January has quite a reputation on Wall Street as an influx of cash from yearend bonuses and annual allocations has historically propelled stocks higher. January ranks #1 for NASDAQ (since 1971), but fifth on the S&P 500 and sixth for DJIA since 1950. January is the last month of the best three-month span and holds a full docket of indicators and seasonalities.
DJIA and S&P rankings did slip from 2000 to 2016 as both indices suffered losses in ten of those seventeen Januarys with three in a row, 2008, 2009 and 2010 and then again in 2014 to 2016. January 2009 has the dubious honor of being the worst January on record for DJIA (-8.8%) and S&P 500 (-8.6%) since 1901 and 1931 respectively.
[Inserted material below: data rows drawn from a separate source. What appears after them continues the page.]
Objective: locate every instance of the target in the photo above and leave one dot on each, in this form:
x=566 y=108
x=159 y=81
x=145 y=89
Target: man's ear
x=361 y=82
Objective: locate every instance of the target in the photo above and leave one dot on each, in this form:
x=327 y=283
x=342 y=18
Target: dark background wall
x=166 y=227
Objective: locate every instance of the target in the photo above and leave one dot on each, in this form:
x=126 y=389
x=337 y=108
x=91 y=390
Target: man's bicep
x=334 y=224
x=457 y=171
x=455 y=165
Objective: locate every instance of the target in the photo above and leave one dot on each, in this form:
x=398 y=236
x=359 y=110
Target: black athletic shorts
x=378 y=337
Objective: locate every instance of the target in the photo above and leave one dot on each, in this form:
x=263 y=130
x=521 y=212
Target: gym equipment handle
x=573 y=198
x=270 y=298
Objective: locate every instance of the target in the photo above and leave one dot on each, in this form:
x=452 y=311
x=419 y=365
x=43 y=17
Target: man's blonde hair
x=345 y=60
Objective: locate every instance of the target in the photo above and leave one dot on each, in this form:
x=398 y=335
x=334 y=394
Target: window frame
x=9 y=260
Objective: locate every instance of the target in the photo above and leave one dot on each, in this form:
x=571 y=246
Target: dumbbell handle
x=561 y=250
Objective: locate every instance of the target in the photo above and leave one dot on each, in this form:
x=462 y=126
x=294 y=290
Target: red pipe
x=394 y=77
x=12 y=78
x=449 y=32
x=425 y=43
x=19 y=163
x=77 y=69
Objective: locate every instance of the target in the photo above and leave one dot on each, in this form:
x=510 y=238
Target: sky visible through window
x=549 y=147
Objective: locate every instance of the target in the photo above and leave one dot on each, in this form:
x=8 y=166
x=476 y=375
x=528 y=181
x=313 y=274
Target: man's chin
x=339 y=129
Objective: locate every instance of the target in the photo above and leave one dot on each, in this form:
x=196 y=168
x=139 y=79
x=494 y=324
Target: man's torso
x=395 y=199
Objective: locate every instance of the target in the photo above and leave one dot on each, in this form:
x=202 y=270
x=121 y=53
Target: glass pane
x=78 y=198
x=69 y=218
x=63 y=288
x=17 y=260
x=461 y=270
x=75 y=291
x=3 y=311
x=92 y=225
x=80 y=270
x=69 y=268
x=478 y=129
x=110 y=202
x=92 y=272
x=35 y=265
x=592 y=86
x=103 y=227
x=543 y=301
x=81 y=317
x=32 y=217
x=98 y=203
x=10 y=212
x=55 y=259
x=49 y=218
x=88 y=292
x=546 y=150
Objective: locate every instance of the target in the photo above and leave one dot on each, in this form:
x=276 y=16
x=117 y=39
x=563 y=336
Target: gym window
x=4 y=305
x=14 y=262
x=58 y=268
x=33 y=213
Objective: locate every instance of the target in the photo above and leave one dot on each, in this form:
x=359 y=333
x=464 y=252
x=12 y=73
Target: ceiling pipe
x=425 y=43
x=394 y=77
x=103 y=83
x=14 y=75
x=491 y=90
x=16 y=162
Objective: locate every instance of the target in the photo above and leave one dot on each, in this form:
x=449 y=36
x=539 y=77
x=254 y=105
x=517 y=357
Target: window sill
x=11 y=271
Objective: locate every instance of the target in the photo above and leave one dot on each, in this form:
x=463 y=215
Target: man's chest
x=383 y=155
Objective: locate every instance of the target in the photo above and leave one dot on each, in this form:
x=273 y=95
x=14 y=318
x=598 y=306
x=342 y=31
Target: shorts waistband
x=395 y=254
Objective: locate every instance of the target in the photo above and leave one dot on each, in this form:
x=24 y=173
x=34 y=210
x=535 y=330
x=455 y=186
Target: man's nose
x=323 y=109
The early stages of the Covid-19 pandemic mostly spoiled January in 2020 as DJIA, S&P 500, Russell 1000 and Russell 2000 all suffered declines. Only NASDAQ was positive.
In post-election years, Januarys have been modestly weaker. DJIA and S&P 500 slip to number #7 and #6 respectively but do maintain positive average performance. NASDAQ holds the outright best ranking of the five at 5th place, but the frequency of gains has historically been mixed. DJIA, S&P 500 and NASDAQ have all advanced in seven of the last nine post-election year Januarys. The two down post-election years since 1985 were 2005 and 2009.